Sonos, the Wireless Speaker Champ, Has New Competition

The wireless audio leader is rolling out new products and software
Sonos Play 3 speakers Courtesy Sonos

For almost 10 years, John MacFarlane had the market for wireless home audio equipment to himself. With two friends he started Sonos, an audio company that designs speakers that connect with streaming music services such as Spotify and Pandora. An accompanying app lets users browse their music libraries on phones or tablets and send playlists to any Sonos modular speaker unit. Music snobs, unhappy with the tinny sound quality of PC speakers, were quickly won over by the high-fidelity system and its ease of use.

The company is facing its first big challenge as rivals target its piece of the $10 billion home audio market. “With Wi-Fi speakers, until recently you really were talking mainly about Sonos,” says Jack Wetherill, an analyst with Futuresource Consulting in Dunstable, U.K. Wireless speakers are the fastest-growing category in the consumer audio-equipment market, accounting for 17 percent of global speaker revenue in 2013, according to Futuresource. Bose is introducing the SoundTouch, wireless speakers that can be programmed to play favorite stations or artists and have built-in displays.

In late April, Samsung Electronics will introduce streaming technology to some of its televisions and audio products to use with its $350 Shape wireless speakers. The South Korean maker of Galaxy phones and tablets is adding Bluetooth capability and near-field technology to give users more ways to stream. “From a name-brand perspective, we like our chances,” says Jim Kiczek, director of digital audio and video at Samsung Electronics America.

To defend its turf, Sonos, based in Santa Barbara, Calif., is counting on an expanded lineup of speakers and other products. In May it will release a redesigned Controller app with universal search, which lets users find songs, albums, and artists from a long list of streaming services, all in a single window. A typical Sonos setup of two Play:3 speakers ($299 each) and a wireless subwoofer delivering room-shaking bass can cost more than $1,000. But the company recently released the Play:1 speakers at a lower $199 price.
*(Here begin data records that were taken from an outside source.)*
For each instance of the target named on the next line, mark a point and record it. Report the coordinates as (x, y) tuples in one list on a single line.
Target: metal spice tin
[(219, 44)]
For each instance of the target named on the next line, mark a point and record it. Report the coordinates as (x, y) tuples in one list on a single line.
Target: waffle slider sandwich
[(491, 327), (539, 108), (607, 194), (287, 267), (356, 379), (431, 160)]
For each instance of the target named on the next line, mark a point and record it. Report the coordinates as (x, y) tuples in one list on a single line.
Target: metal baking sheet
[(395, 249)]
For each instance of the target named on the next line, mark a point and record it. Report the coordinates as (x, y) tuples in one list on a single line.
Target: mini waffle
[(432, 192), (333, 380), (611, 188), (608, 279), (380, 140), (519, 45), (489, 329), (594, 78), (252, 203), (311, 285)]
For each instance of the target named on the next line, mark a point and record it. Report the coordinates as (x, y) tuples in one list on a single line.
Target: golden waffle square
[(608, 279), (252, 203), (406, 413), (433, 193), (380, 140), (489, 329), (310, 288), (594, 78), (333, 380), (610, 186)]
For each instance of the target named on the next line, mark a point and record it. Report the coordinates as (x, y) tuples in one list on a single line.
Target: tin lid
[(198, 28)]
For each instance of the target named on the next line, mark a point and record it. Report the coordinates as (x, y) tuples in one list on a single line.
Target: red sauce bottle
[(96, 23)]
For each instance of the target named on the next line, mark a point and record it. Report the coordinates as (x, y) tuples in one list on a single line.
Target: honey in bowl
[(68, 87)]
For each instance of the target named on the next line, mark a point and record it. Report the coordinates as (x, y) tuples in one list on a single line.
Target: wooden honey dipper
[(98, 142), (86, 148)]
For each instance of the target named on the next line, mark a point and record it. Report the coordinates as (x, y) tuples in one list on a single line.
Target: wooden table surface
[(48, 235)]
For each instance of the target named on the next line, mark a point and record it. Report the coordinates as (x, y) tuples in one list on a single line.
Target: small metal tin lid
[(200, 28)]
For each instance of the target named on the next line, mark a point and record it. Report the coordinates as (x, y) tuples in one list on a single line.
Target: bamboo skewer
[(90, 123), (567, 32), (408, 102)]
Sonos brought in $535 million in revenue in 2013. It has 900 employees globally and has received $135 million in funding from venture capital firms including KKR and Redpoint Ventures. In early March the company lured the chief product officer for Microsoft’s Xbox unit to the same, newly created position at Sonos.

The company barely makes a profit, given the money it pours into research and development. It holds 200 patents and isn’t afraid to enforce them in court. Sonos plans to disclose pending patent applications as well, says co-founder Tom Cullen, to discourage competitors from using its technologies and designs.

Sonos is exploring new uses for its speakers and potential partnerships with makers of smart-home products, MacFarlane says. The devices could be connected to all sorts of gear, he says, delivering voice alerts from Nest Labs’ smart thermostats and wireless doorbells. “We’ve been doing this for a while. It’s going to take a lot of time for people to catch up,” MacFarlane says.